The U.K. government's plans for financial services after Brexit are not expected to include a commitment to mutual market recognition with the European Union, which has been its preferred option until now.
The government is set to publish, in the week of July 9, a policy document, or white paper, following a July 6 meeting of senior politicians led by Prime Minister Theresa May at her country retreat, Chequers. The gathering is aimed at thrashing out options for the U.K.'s future dealings with the European Union. Deep divisions in May's cabinet between hardliners who want the U.K. to have total autonomy from the EU's institutions and those who lean toward a customs relationship with the bloc, are expected to surface at the meeting. Much of the discussions will focus on the trade in goods, rather than services.
TheCityU.K., the lobbying group that represents the U.K.'s financial industry and which has lobbied for mutual market recognition, said it expects the government to support a different arrangement.
"We do not expect the white paper next week to use that language 'mutual market recognition' because that term can be pretty problematic for the EU," said Jack Neil-Hall, a spokesman for TheCityU.K.
Instead, TheCityU.K. expects the government's White Paper to outline its proposals for "mutual market access" which would be based on an "outcomes based system."
"That means we will not judge our rules on a line-by-line basis against EU rules but if the outcome that we are trying to achieve is the same in terms of financial stability and consumer protection is the same then that's fine. And if there is a change to the way each side is regulated then let's review it together," said Neil-Hall.
How disputes are reviewed is key because the U.K. has been pushing for a third party adjudicator to settle disputes, while the EU is determined that the European Court of Justice will decide while the Prime Minister has said the ECJ is a "red line" for the U.K. which it will not accept.
Financial entities in the U.K., from banks to insurance companies, can offer their services across the EU through a system known as passporting which allows any EU-based company to sell services across the EU. However, this system will not be available to the U.K. once it quits the EU in March next year — though a transition period till the end of December 2020 is expected to be agreed during which the U.K. will be considered to be part of the EU for the sake of regulation.
Instead, the government, after sounding out leading City institutions, has said mutual market recognition, whereby the U.K. and the EU would accept each other's regulatory regimes while a third party arbitrator would settle disputes, was its preferred option for a post-Brexit world.
However, the EU's chief negotiator, Michel Barnier, has said the EU will not accept such an arrangement. Instead, the EU has proposed the U.K. adopt an "equivalence" regime in financial services after Brexit, whereby existing financial services trading arrangements could continue as long as the EU deems the two regulatory regimes to be equivalent and the European Court of Justice could adjudicate over disputes. Under this approach, the EU would have the right to withdraw from the arrangement unilaterally.
'Third country status'
Sir Mark Boleat, deputy chairman of the City of London corporation, which runs London's financial district, is skeptical that the U.K. will achieve even mutual market access.
"Mutual market access will probably remain the objective but is not achievable.
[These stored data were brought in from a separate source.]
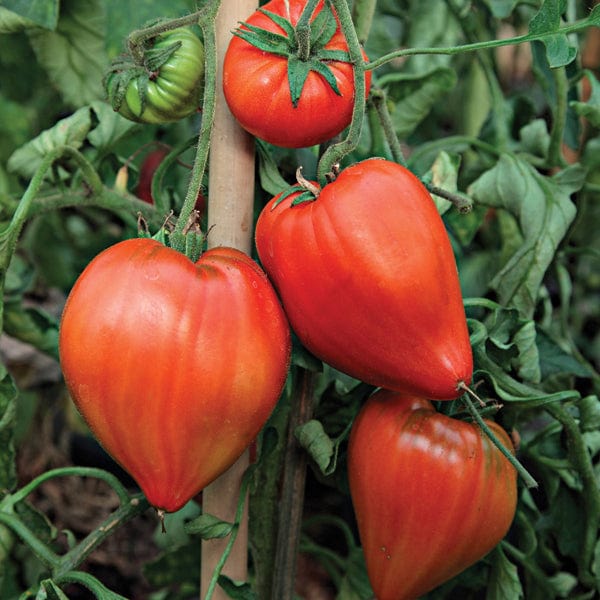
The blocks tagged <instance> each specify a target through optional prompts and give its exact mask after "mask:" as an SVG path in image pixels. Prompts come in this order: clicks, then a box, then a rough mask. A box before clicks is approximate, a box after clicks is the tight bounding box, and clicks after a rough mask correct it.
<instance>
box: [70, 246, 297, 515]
mask: <svg viewBox="0 0 600 600" xmlns="http://www.w3.org/2000/svg"><path fill="white" fill-rule="evenodd" d="M59 350H60V359H61V366H62V369H63V373H64V377H65V381H66V384H67V386H68V389H69V391H70V393H71V396H72V398H73V401H74V402H75V404H76V406H77V408H78V409H79V411H80V412H81V414H82V416H83V417H84V419H85V420H86V421H87V423H88V425H89V426H90V429H91V431H92V432H93V434H94V435H95V436H96V438H97V439H98V440H99V441H100V442H101V444H102V445H103V446H104V448H105V449H106V450H107V452H108V453H109V454H111V455H112V457H113V458H114V459H115V460H116V461H117V462H118V463H120V464H121V465H122V466H123V467H124V468H125V469H126V470H127V471H128V472H129V473H130V474H131V475H132V477H133V478H134V479H135V480H136V481H137V483H138V484H139V485H140V487H141V488H142V490H143V492H144V493H145V494H146V497H147V498H148V500H149V502H150V503H151V504H152V505H154V506H155V507H157V508H160V509H163V510H165V511H168V512H172V511H175V510H178V509H179V508H181V507H182V506H183V505H184V504H185V503H186V502H187V501H188V500H189V499H190V498H192V497H193V496H195V495H196V494H197V493H198V492H199V491H200V490H201V489H202V488H203V487H205V486H206V485H207V484H208V483H210V482H211V481H212V480H213V479H215V478H216V477H217V476H218V475H220V474H221V473H223V472H224V471H225V470H226V469H227V468H228V467H229V466H230V465H231V464H232V463H233V462H234V461H235V460H236V459H237V458H238V457H239V456H240V455H241V454H242V452H243V451H244V449H245V448H246V447H247V446H248V445H249V444H250V443H251V442H252V441H253V440H254V438H255V437H256V435H257V434H258V432H259V431H260V429H261V428H262V426H263V425H264V423H265V421H266V419H267V418H268V416H269V414H270V413H271V411H272V409H273V408H274V406H275V404H276V402H277V400H278V398H279V395H280V392H281V390H282V387H283V385H284V382H285V378H286V375H287V370H288V365H289V360H290V332H289V326H288V324H287V321H286V319H285V315H284V313H283V310H282V309H281V306H280V304H279V301H278V299H277V296H276V294H275V292H274V290H273V288H272V287H271V285H270V283H269V282H268V280H267V278H266V276H265V274H264V272H263V271H262V270H261V269H260V268H259V267H258V265H257V264H256V263H255V262H254V261H252V260H251V259H250V258H249V257H247V256H246V255H244V254H243V253H241V252H239V251H237V250H233V249H230V248H215V249H213V250H209V251H208V252H206V253H205V254H203V255H202V256H201V257H200V259H199V260H198V262H197V263H196V264H194V263H192V262H191V261H190V260H189V259H188V258H187V257H185V256H184V255H183V254H180V253H179V252H176V251H175V250H172V249H170V248H167V247H165V246H163V245H162V244H159V243H158V242H156V241H154V240H151V239H132V240H127V241H124V242H120V243H118V244H116V245H114V246H112V247H110V248H108V249H107V250H105V251H104V252H102V253H101V254H99V255H98V256H97V257H96V258H95V259H94V260H93V261H92V262H91V263H90V264H89V265H88V266H87V267H86V269H85V270H84V272H83V273H82V274H81V276H80V278H79V279H78V280H77V282H76V283H75V286H74V287H73V289H72V291H71V294H70V295H69V298H68V300H67V303H66V306H65V309H64V313H63V316H62V321H61V328H60V338H59Z"/></svg>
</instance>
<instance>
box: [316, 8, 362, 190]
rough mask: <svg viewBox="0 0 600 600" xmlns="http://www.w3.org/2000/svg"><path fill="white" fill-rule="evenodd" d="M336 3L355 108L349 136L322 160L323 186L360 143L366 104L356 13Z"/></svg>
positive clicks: (319, 182) (317, 167)
mask: <svg viewBox="0 0 600 600" xmlns="http://www.w3.org/2000/svg"><path fill="white" fill-rule="evenodd" d="M332 3H333V6H334V8H335V11H336V13H337V15H338V19H339V20H340V27H341V29H342V33H343V34H344V37H345V38H346V41H347V43H348V53H349V55H350V62H351V63H352V67H353V71H354V105H353V108H352V121H351V122H350V127H349V129H348V133H347V135H346V137H345V139H343V140H342V141H341V142H338V143H337V144H333V145H331V146H329V148H327V150H325V152H324V153H323V155H322V156H321V159H320V160H319V164H318V166H317V179H318V181H319V183H320V184H321V185H325V183H326V182H327V179H328V174H329V173H331V172H332V169H333V165H335V164H337V163H339V162H340V161H341V160H342V158H343V157H344V156H346V154H349V153H350V152H352V150H354V148H356V146H357V145H358V142H359V139H360V133H361V131H362V126H363V120H364V116H365V106H366V100H365V90H366V87H365V67H364V64H365V62H364V59H363V54H362V49H361V46H360V42H359V41H358V36H357V34H356V29H355V28H354V23H353V21H352V14H351V13H350V8H349V7H348V2H347V0H332Z"/></svg>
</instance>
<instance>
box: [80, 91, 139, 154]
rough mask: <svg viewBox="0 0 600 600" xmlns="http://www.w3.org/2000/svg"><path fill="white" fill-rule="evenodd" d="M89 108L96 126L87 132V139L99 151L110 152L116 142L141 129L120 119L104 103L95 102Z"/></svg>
mask: <svg viewBox="0 0 600 600" xmlns="http://www.w3.org/2000/svg"><path fill="white" fill-rule="evenodd" d="M91 107H92V109H93V111H94V113H95V114H96V118H97V119H98V124H97V125H96V127H94V129H92V130H91V131H90V132H89V134H88V136H87V139H88V141H89V142H90V143H91V144H92V145H93V146H95V147H96V149H98V150H100V151H109V150H111V149H112V148H114V146H115V145H116V144H117V142H119V141H121V140H122V139H124V138H126V137H127V136H129V135H131V134H132V133H134V132H136V131H139V130H140V129H141V126H140V125H139V124H138V123H134V122H133V121H130V120H129V119H126V118H125V117H122V116H121V115H120V114H119V113H117V112H115V111H114V110H112V108H111V107H110V106H109V105H108V104H107V103H106V102H102V101H100V100H97V101H95V102H92V104H91Z"/></svg>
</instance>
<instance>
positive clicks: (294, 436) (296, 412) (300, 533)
mask: <svg viewBox="0 0 600 600" xmlns="http://www.w3.org/2000/svg"><path fill="white" fill-rule="evenodd" d="M314 386H315V377H314V373H312V372H311V371H308V370H307V369H303V368H298V370H297V372H296V376H295V377H294V395H293V397H292V408H291V412H290V417H289V421H288V434H287V445H286V455H285V465H284V469H283V480H282V484H281V499H280V504H279V524H278V532H277V554H276V556H275V566H274V574H273V589H272V594H271V597H272V598H277V600H293V598H294V589H295V583H296V558H297V555H298V547H299V545H300V535H301V530H302V510H303V505H304V483H305V480H306V461H307V458H306V456H307V455H306V452H304V451H303V450H302V449H301V448H300V446H299V444H298V441H297V439H296V436H295V430H296V428H297V427H298V426H300V425H303V424H304V423H306V422H307V421H308V420H310V418H311V416H312V411H313V400H314Z"/></svg>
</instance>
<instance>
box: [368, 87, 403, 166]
mask: <svg viewBox="0 0 600 600" xmlns="http://www.w3.org/2000/svg"><path fill="white" fill-rule="evenodd" d="M371 102H372V104H373V106H374V107H375V110H376V111H377V116H378V117H379V122H380V123H381V126H382V127H383V133H384V135H385V138H386V140H387V143H388V144H389V146H390V151H391V152H392V157H393V159H394V161H395V162H397V163H398V164H400V165H402V166H403V167H406V159H405V158H404V153H403V152H402V146H401V145H400V140H399V139H398V136H397V135H396V131H395V130H394V124H393V123H392V119H391V117H390V113H389V111H388V108H387V97H386V93H385V92H384V91H383V90H382V89H381V88H377V89H372V90H371Z"/></svg>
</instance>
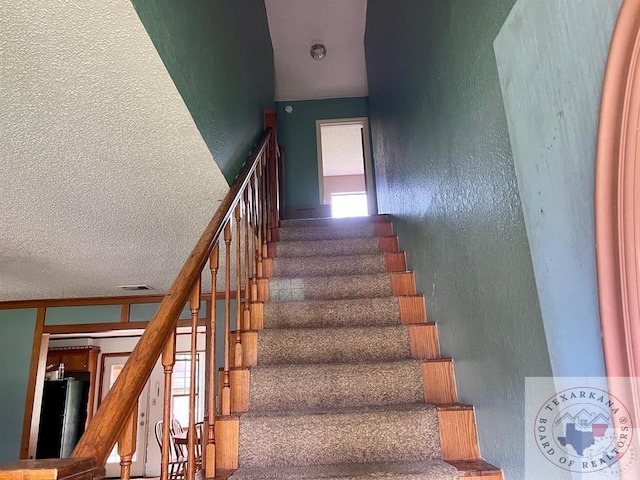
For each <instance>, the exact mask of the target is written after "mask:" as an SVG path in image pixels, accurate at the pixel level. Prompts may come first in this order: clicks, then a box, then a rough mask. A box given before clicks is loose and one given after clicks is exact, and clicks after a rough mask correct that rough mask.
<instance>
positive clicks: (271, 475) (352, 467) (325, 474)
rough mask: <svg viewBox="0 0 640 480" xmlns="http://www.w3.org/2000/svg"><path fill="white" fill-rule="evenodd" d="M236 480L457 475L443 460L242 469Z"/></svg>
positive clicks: (274, 467)
mask: <svg viewBox="0 0 640 480" xmlns="http://www.w3.org/2000/svg"><path fill="white" fill-rule="evenodd" d="M232 478H233V479H234V480H294V479H300V480H360V479H363V480H364V479H372V478H384V479H385V480H455V479H457V478H459V477H458V471H457V470H456V469H455V468H454V467H452V466H451V465H449V464H448V463H447V462H443V461H442V460H427V461H418V462H386V463H381V462H371V463H356V464H353V463H351V464H338V465H319V466H308V465H305V466H302V467H266V468H264V467H263V468H241V469H240V470H238V471H237V472H236V473H235V474H234V475H233V477H232Z"/></svg>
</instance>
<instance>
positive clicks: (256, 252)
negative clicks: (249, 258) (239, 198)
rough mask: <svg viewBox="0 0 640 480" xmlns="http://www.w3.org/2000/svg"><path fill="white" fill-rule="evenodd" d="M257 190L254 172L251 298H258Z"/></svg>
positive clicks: (251, 203) (251, 213)
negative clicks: (256, 195) (252, 263)
mask: <svg viewBox="0 0 640 480" xmlns="http://www.w3.org/2000/svg"><path fill="white" fill-rule="evenodd" d="M257 191H258V174H257V173H255V172H254V174H253V176H252V178H251V247H252V251H251V256H252V257H253V258H252V262H253V277H252V278H251V299H252V300H256V299H257V298H258V277H259V276H260V272H259V270H258V245H260V241H259V239H258V199H257V197H256V195H257Z"/></svg>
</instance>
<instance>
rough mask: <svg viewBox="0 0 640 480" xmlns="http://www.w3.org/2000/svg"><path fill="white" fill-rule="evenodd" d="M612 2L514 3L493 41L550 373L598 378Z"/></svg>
mask: <svg viewBox="0 0 640 480" xmlns="http://www.w3.org/2000/svg"><path fill="white" fill-rule="evenodd" d="M620 4H621V0H607V1H605V2H595V1H587V2H558V1H556V0H519V1H518V2H517V4H516V6H515V7H514V8H513V11H512V12H511V14H510V15H509V18H508V19H507V21H506V23H505V25H504V27H503V28H502V30H501V31H500V34H499V35H498V37H497V38H496V41H495V43H494V48H495V54H496V60H497V65H498V71H499V72H500V80H501V85H502V95H503V98H504V104H505V110H506V114H507V123H508V125H509V133H510V138H511V145H512V149H513V157H514V161H515V168H516V174H517V177H518V187H519V190H520V196H521V199H522V205H523V211H524V218H525V223H526V226H527V233H528V236H529V243H530V245H531V254H532V258H533V266H534V271H535V277H536V283H537V286H538V294H539V296H540V306H541V309H542V316H543V318H544V324H545V331H546V336H547V342H548V344H549V353H550V355H551V365H552V367H553V373H554V375H555V376H558V377H567V376H572V377H579V376H605V369H604V362H603V354H602V340H601V329H600V315H599V311H598V293H597V279H596V263H595V231H594V214H593V205H594V198H593V195H594V173H595V147H596V137H597V130H598V113H599V110H600V96H601V92H602V82H603V78H604V71H605V66H606V62H607V55H608V52H609V44H610V42H611V34H612V32H613V28H614V26H615V21H616V18H617V14H618V10H619V8H620ZM569 32H570V33H569ZM525 51H526V52H527V54H526V55H522V54H521V52H525ZM549 52H553V55H550V54H549ZM568 345H578V346H579V348H576V347H574V348H567V346H568Z"/></svg>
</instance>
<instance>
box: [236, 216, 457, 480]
mask: <svg viewBox="0 0 640 480" xmlns="http://www.w3.org/2000/svg"><path fill="white" fill-rule="evenodd" d="M374 232H375V230H374V228H373V225H372V223H371V221H370V219H369V218H359V219H354V220H333V219H332V220H329V219H323V220H306V221H305V220H294V221H286V222H283V226H282V228H281V229H280V232H279V234H280V242H278V243H277V245H276V253H277V256H276V259H275V260H274V262H273V277H272V278H271V279H270V281H269V291H270V301H269V302H267V303H266V304H265V309H264V330H263V331H261V332H259V334H258V366H257V367H254V368H253V369H252V370H251V374H250V376H251V390H250V411H249V413H246V414H244V415H242V416H241V417H240V452H239V462H240V469H239V470H238V471H236V472H235V473H234V474H233V475H232V477H231V478H232V479H233V480H270V479H279V480H289V479H304V480H338V479H340V480H357V479H372V478H384V479H385V480H454V479H457V478H458V473H457V470H456V469H455V468H454V467H452V466H451V465H449V464H448V463H446V462H444V461H443V460H442V455H441V451H440V443H439V438H440V437H439V433H438V417H437V412H436V409H435V407H433V406H431V405H427V404H425V403H424V402H423V395H424V394H423V391H424V390H423V384H422V382H423V380H422V374H421V367H420V362H419V361H417V360H414V359H412V358H411V355H410V346H409V336H408V331H407V328H406V327H405V326H402V325H400V322H399V315H400V311H399V304H398V299H397V298H395V297H393V296H392V292H391V277H390V275H389V274H388V273H385V266H384V256H383V255H381V254H380V253H379V241H378V239H377V238H376V237H375V233H374Z"/></svg>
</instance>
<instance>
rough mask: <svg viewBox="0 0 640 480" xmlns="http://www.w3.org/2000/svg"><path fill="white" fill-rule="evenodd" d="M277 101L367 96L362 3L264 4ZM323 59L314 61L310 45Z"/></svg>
mask: <svg viewBox="0 0 640 480" xmlns="http://www.w3.org/2000/svg"><path fill="white" fill-rule="evenodd" d="M265 5H266V8H267V17H268V20H269V31H270V33H271V42H272V44H273V53H274V61H275V72H276V73H275V74H276V100H278V101H281V100H309V99H322V98H337V97H363V96H366V95H368V89H367V69H366V63H365V56H364V31H365V21H366V12H367V0H321V1H318V0H265ZM314 43H323V44H324V45H325V46H326V48H327V56H326V57H325V58H324V59H323V60H314V59H313V58H311V55H310V53H309V51H310V49H311V45H313V44H314Z"/></svg>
Equivalence will work for a small part of the market. Third country status will probably be the default," he said.
The City does not want "equivalence" because the EU can withdraw co-operation at any time. The EU's relationship with Switzerland, which is not an EU member, has caused concern in the U.K.: the EU granted the Swiss stock exchange access to the EU but only for a year from December last year after which any agreement on access will have to be renewed.
Chancellor Philip Hammond and the Bank of England have argued over prospective post-Brexit arrangements, with the Bank determined that the U.K. does not become a "rule taker" from the EU while Hammond has publicly committed to the idea that the U.K. should not become an "automatic rule taker" which the Bank feared could put the U.K. in a subservient position to the EU on regulation.
However, in his Mansion House speech to the City earlier this month, Hammond said the EU was attempting to force U.K. based financial services to set up within the EU and appeared to back mutual market recognition though he did not use the phrase.
Any proposal short of accepting equivalence is likely to face considerable opposition in the EU, which has consistently said anything else is unacceptable. Barnier's office will not comment on ongoing discussions with the U.K. over financial regulation but it pointed S&P Global Market Intelligence toward a speech Barnier gave in April this year on the topic where he stated:
"The EU understands that the U.K. does not want to become a 'rule-taker.' But the U.K. also needs to understand that the EU cannot accept mutual market access without the common safeguards that underpin it. This is needed to maintain financial stability, investor protection, market integrity and a level playing field. This objective would not be reached if financial institutions could operate in the EU, or serve clients in the EU, based on an authorization by the supervisors of a third country, subject to the rules, supervision and enforcement mechanisms of this third country alone."